The OWL ontologies are loaded to the reasoner after a step of species validation and ontology
repair. This step ensures that all the resources have an appropriate type triple (a requirement
for OWL DL but not OWL Full) and missing type declarations are added using some
heuristics (see Section \ref{repair} for details). During the loading phase, axioms about
classes (subclass, equivalent class or disjointness axioms) are put into the TBox component
and assertions about individuals (type and property assertions) are stored in the ABox
component. TBox axioms go through the standard preprocessing of DL reasoners before they
are fed to the tableaux reasoner.
Figure 56: Pellet architecture
Essentially, a tableau reasoner has only one functionality which is, checking the satisfiability
of an ABox with respect to a TBox. All the other reasoning tasks can be reduced to KB
consistency test with an appropriate transformation. The System Programming Interface (SPI)

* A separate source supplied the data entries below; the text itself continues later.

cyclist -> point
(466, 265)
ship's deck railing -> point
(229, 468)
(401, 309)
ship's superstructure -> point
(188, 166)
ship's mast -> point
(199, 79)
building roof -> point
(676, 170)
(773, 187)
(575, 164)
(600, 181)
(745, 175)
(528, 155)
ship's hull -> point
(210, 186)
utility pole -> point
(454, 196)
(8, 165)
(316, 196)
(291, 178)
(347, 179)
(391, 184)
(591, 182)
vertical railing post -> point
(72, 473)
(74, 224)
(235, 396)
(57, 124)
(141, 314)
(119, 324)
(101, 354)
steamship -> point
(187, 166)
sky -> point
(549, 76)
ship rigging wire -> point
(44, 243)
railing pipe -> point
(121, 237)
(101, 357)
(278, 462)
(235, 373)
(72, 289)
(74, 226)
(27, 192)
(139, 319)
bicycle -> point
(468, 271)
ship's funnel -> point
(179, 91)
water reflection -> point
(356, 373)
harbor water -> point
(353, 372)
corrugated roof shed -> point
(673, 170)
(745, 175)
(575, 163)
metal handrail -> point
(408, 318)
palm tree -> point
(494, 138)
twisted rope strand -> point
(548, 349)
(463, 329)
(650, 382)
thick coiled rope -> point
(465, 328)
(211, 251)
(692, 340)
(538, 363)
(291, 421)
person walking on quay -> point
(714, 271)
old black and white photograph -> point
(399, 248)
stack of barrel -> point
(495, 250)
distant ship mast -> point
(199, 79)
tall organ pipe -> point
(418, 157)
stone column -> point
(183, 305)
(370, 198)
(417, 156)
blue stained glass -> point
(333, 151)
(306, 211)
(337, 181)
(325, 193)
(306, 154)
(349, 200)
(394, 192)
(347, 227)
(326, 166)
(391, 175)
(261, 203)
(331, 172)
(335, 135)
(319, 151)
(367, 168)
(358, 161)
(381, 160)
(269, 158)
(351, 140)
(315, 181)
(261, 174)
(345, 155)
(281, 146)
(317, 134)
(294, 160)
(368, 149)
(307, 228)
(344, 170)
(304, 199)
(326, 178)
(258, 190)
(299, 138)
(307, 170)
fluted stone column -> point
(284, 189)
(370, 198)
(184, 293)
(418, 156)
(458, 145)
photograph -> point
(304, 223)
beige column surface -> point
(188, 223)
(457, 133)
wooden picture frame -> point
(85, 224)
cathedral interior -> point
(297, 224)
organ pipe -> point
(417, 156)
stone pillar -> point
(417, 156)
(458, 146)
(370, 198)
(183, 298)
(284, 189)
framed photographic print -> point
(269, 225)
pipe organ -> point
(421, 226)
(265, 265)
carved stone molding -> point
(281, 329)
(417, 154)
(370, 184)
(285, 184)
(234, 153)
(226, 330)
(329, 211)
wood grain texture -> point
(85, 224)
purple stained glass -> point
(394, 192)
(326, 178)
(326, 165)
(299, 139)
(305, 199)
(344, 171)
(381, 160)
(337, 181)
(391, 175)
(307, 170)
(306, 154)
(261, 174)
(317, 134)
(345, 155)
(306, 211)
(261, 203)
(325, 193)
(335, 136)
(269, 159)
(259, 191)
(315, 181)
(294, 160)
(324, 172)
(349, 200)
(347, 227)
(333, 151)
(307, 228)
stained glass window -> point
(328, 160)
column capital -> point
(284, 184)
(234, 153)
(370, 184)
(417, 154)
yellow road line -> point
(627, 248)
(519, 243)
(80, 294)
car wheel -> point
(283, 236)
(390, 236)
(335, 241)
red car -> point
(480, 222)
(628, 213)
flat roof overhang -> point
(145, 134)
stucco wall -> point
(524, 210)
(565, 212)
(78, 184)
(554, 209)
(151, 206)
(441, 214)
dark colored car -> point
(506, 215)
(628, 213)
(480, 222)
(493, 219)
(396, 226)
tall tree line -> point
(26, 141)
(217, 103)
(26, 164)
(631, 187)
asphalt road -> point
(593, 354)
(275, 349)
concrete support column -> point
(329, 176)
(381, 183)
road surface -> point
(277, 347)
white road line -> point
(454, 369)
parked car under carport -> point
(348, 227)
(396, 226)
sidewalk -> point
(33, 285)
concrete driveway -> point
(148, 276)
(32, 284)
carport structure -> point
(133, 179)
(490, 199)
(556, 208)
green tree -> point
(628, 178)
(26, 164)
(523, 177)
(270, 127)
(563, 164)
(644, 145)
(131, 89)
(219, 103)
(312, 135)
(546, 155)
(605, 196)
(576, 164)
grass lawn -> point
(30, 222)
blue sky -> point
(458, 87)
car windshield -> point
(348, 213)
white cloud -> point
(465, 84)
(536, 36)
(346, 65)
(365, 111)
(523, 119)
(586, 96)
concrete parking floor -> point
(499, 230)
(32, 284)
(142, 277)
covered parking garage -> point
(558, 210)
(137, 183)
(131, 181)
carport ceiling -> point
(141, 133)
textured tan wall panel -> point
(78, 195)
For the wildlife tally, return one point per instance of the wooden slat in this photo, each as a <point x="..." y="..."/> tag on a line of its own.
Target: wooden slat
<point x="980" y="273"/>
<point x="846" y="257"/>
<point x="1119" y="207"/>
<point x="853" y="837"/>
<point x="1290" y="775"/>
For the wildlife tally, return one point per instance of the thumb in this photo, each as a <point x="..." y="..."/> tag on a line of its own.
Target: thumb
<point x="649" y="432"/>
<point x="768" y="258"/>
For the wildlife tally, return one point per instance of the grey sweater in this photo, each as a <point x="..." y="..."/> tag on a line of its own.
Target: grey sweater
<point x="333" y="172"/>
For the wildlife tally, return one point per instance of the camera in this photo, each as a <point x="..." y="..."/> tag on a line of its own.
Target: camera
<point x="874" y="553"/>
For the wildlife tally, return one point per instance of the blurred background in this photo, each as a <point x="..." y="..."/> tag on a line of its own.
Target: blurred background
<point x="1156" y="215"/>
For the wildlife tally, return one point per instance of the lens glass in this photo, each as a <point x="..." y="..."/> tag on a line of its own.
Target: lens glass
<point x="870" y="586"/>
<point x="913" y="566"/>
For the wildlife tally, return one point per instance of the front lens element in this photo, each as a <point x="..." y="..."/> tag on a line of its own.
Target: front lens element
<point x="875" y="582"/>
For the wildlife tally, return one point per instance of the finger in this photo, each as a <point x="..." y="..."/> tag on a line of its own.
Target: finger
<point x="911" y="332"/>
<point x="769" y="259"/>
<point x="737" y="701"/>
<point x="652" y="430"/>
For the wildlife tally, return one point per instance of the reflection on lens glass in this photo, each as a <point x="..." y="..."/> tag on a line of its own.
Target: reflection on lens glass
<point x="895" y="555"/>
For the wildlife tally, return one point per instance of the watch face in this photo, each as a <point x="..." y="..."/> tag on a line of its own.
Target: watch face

of Pellet provides generic functions to manage such transformations. This KnowledgeBase
interface, as the rest of internal components, is based on the ATerm library. ATerm (short for
Annotated Term) is an abstract data type designed for the exchange of tree-like data structures
between distributed applications. The ATerm library provides maximal subterm sharing and
automatic garbage collection making it very suitable for representing OWL class expressions.
The term sharing feature reduces the overall memory consumption spent for storing concept
expressions and makes it is easy to transform the data from Pellet SPI to external API's.
This KnowledgeBase interface is not supposed to be used by programmers. For convenience,
there are two different interfaces to support Jena and OWL-API applications. There is also a
DIGServer so that Pellet can be used with DIG applications, e.g. as an external reasoner for
Protege.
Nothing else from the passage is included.